Lee’s obituary promised that I would one day publish an account of his life. I cringed when I read this in 1987, but realize today that the obituary writer was more prescient than I knew. My original article is now online at Transitophile, and that officially makes the promise true, doesn’t it?
I corrected my misspelling of Dilaudid, and would like to change “Mount Rinati” to something Google has heard of, but fear that I’d introduce inaccuracies by wielding an aggressive scalpel on the copy. The article is as I wrote it in 1987. I taped my interviews with Lee, and referred often to the tapes as I wrote. When my memory disagrees with the article, I defer to the article.
Lee was the last of about a dozen gay male prostitutes I interviewed in San Francisco in 1986. I had wanted to try my hand at non-fiction, and thought the hustlers on Polk Street were well worth writing about, given their suicidal willingness to ply their trade in the face of the AIDS epidemic. My sister mentioned my interviews to her friend Rebecca, who volunteered for an AIDS nonprofit; Rebecca, in turn, provided contact information for Lee. She described him as an “AIDS poster boy” — frank and forthright about his illness, and eager to share his story with others.

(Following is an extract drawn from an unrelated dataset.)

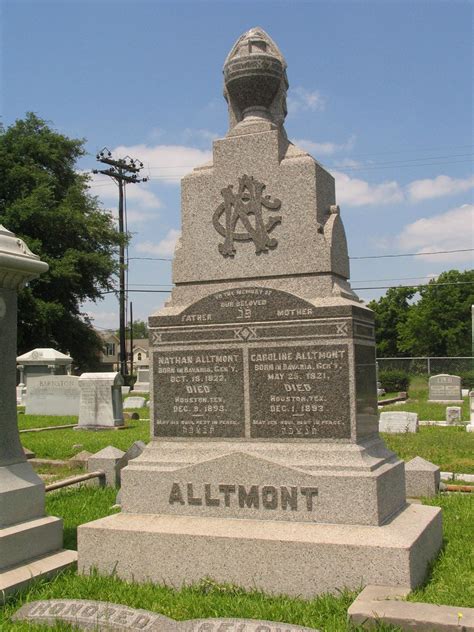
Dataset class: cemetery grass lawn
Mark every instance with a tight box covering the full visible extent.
[0,487,474,632]
[382,426,474,474]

I called, set up a date, and piloted my old bus to San Francisco for what would be the first of many interviews. Lee lived alone in a capacious Western Addition apartment furnished by the AIDS Foundation. Past roommates had moved out or died; he had the place to himself. We did most of our talking in the living room, seated formally on chairs to either side of the oriel windows. He wore sweat pants to camouflage his gauntness, and kept the lights dim.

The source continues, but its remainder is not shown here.